The patent infringement lawsuit, filed in U.S. District Court for the Western District of Wisconsin, alleges that Intel implemented in many of its chips a University of Wisconsin, Madison, invention of a circuit that executes instructions to speed up processor performance.
The patent, titled "Table based data speculation circuit for parallel processing computer," was awarded to four university researchers in 1998.
WARF is looking for an undisclosed amount of compensation from Intel and an order for the company to stop selling certain processors, including the Core 2 Duo. A court date for legal proceedings has not been set yet, said Janet Kelly, communications director for WARF.
WARF is not a part of the University of Wisconsin, Madison, but a private organization that patents and licenses inventions of the university, Kelly said.

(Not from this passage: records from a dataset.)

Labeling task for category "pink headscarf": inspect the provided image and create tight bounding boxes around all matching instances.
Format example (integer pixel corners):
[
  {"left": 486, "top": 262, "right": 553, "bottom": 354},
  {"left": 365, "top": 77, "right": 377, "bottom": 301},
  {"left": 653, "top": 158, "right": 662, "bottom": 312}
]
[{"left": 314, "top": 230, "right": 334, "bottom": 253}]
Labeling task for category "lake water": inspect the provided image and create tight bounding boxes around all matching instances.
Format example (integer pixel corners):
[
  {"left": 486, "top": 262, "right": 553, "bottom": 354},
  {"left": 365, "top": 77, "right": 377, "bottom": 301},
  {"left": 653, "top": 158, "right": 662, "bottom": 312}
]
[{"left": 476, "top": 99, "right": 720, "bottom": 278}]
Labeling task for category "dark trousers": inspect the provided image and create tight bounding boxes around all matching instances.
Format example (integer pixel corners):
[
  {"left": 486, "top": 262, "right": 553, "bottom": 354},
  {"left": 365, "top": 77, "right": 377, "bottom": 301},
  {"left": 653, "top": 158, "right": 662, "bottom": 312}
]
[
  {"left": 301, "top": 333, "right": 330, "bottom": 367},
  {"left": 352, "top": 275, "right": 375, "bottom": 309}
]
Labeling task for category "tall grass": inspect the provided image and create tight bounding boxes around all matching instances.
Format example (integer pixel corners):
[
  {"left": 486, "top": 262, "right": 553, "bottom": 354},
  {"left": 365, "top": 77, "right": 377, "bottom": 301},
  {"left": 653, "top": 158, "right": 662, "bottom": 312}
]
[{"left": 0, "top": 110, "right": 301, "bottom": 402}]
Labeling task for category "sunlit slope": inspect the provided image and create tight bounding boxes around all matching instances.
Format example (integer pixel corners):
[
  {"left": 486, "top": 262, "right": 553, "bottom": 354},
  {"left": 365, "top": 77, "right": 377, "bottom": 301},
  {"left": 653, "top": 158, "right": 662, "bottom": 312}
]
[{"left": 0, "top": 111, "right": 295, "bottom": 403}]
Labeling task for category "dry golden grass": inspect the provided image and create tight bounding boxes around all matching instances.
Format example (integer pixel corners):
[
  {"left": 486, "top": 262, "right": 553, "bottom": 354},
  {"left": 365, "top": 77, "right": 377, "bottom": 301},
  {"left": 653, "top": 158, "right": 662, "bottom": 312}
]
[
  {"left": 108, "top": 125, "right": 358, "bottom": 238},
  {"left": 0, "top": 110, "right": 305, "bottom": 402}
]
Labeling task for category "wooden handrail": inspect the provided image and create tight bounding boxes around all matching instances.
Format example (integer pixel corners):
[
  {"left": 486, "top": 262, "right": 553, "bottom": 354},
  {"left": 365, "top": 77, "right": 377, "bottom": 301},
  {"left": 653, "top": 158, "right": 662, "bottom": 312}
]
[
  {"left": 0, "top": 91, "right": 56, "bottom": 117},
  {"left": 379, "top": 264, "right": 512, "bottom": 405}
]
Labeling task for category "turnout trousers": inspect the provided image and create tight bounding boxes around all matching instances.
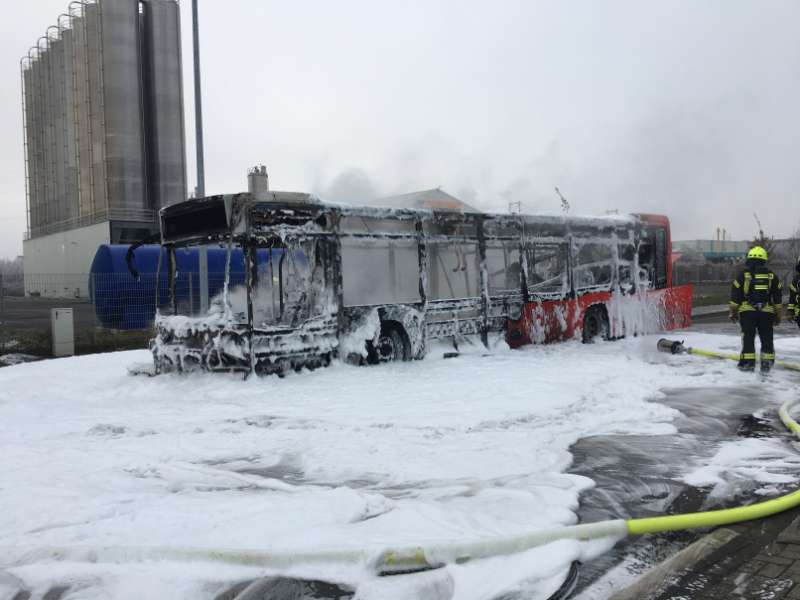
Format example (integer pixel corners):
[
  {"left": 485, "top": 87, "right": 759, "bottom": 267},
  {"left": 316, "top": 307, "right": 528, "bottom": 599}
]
[{"left": 739, "top": 310, "right": 775, "bottom": 371}]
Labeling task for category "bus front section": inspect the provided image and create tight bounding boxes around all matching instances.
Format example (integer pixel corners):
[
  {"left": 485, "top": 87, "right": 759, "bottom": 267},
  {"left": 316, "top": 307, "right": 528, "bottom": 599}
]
[{"left": 152, "top": 195, "right": 341, "bottom": 376}]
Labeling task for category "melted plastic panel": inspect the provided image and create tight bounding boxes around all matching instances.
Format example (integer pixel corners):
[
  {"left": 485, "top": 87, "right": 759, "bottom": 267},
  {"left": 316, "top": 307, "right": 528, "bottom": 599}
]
[{"left": 342, "top": 239, "right": 420, "bottom": 306}]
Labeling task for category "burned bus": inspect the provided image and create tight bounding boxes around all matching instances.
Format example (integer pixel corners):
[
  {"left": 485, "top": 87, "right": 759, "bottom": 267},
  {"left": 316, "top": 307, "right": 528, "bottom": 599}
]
[{"left": 150, "top": 192, "right": 692, "bottom": 375}]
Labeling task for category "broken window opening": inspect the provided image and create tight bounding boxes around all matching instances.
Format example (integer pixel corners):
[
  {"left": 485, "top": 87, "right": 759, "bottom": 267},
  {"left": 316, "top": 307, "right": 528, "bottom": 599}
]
[
  {"left": 573, "top": 241, "right": 614, "bottom": 291},
  {"left": 485, "top": 241, "right": 524, "bottom": 296},
  {"left": 527, "top": 242, "right": 568, "bottom": 296},
  {"left": 248, "top": 238, "right": 334, "bottom": 329}
]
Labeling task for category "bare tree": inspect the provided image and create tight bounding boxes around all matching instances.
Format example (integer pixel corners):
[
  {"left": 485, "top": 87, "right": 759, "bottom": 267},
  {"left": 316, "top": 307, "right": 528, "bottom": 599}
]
[
  {"left": 0, "top": 257, "right": 22, "bottom": 279},
  {"left": 752, "top": 212, "right": 776, "bottom": 257}
]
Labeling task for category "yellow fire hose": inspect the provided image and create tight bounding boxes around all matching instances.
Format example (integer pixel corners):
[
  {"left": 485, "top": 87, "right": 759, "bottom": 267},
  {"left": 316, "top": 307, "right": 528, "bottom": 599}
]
[
  {"left": 3, "top": 341, "right": 800, "bottom": 576},
  {"left": 657, "top": 338, "right": 800, "bottom": 372}
]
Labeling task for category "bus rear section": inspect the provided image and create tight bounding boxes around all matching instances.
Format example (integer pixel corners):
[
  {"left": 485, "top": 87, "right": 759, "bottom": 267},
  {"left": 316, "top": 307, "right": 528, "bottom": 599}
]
[{"left": 505, "top": 213, "right": 692, "bottom": 347}]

Intel has refused to enter into a license agreement with WARF related to the patent, according to court documents. WARF said had made repeated attempts to offer Intel legal licensing opportunities for the technology.
The suit came as a surprise to Intel.
"We were in discussions with WARF for more than a year on this issue. However [we] did not expect this suit," Intel spokesman Chuck Mulloy said.
Intel is evaluating the complaint and will file a response, he said.